We show how to use IPPE with two demo executables (located in the build path's bin subdirectory). The first: IPPE_demo_generic_pointset shows how to solve the general problem (4 or more point correspondences) using solveGeneric. The second: IPPE_demo_square_pointset shows how to solve the special problem with a square object using solveSquare. In both these demos we show how the problem can be ambiguous. Specifically, we increase the distance of the object to the camera, and show how the reprojection error of the second pose solution tends to zero as the depth tends to infinity.

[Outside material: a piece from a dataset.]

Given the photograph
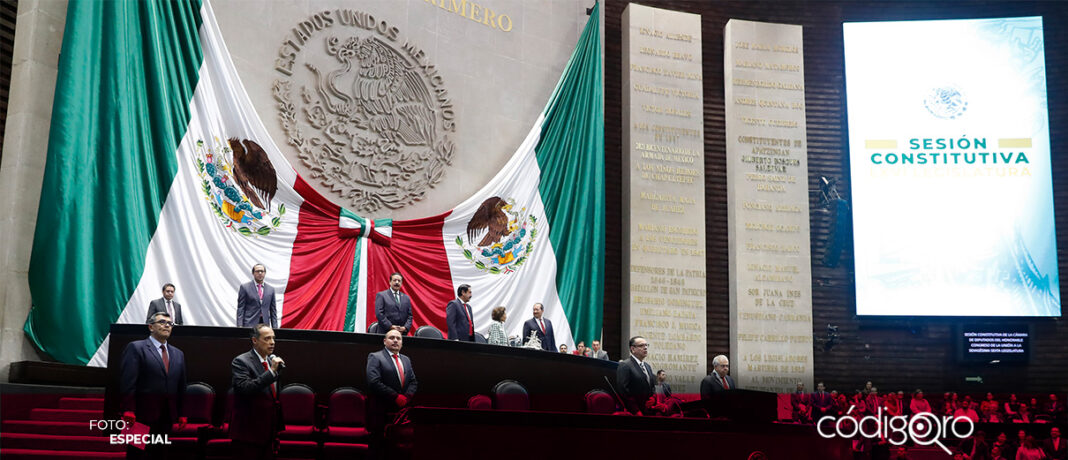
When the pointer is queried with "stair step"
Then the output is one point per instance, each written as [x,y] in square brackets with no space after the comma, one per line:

The function perspectiveIPPE isolves the generic problem. You can use addpath(genpath('./IPPE/matlab')) to setup necessary dependencies. To run all demos you need the Affine SIFT (ASIFT) library for affine-invariant SIFT matching: http://www.ipol.im/pub/art/2011/my-asift/ This is easy to compile with cmake, and you should put the executable demo_ASIFT in the demo_ASIFT_src folder.
We give two demo functions for running IPPE.
The first demo: IPPE_demo1, shows how to use IPPE to solve a perspective camera's pose with a plane and a single image using ransac-based feature matching. Two feature methods are supported, which are affine-sift (ASIFT) and SURF. Other can be easily added. This demo loops through a set of 5 images and computes the camera's pose relative to the plane for each image.
The second demo: IPPE_demo2, shows an example of using IPPE to solve a camera's pose with a plane and simulated point correspondences.
So how to resolve the ambiguity? You can't do it using pnp, and indeed no pnp algorithm will be able to resolve it, because it is a property of the problem. More information is required to constrain the marker's pose.
There are four main options:
-
To use the effect of shading to determine the correct pose. Basically, the brightness of the marker is influenced by its orientation relative to the scene's illumination. It is possible to determine the correct pose using this information. This is nicely shown in the optical illusion posted above by @catree. However this can be difficult in practice because it requires determining the illumination of the scene.
-
To use temporal filtering, as suggested by @catree. But in practice this is very hard to use, and it cannot solve the problem reliably. It might reduce random flipping between the two solutions, but we cannot guarantee that the smoothed trajectory of poses is correct.
-
To use additional non-coplanar markers. If you have one or more additional markers that are not co-planar to the original marker, then you can resolve the ambiguity. This is because the pnp problem no longer involves a planar model, and we can compute pose uniquely.
-
To use additional coplanar markers. If you have a set of markers that all lie on the same plane, then is it possible to resolve the ambiguity, but there is a condition. The set of markers must span a region of space that is 'sufficiently large'. You need this condition to prevent an ambiguity of the entire set of markers being flipped. There are two ways to solve this in practice. The first is to solve the pose of each marker independently and then find the correct pose using a consensus. The correct pose should be revealed as a tight cluster within the set of all poses (2 poses per marker). If you don't know the relative positions of the markers on the plane, you can do a consensus with the estimated normals of each marker (with two normals per marker). Alternatively if you know the relative positions of the markers on the plane, things are simpler. You can simply detect all the markers in the image, then solve a single pnp problem with 4n point correspondences, where n is the number of detected markers.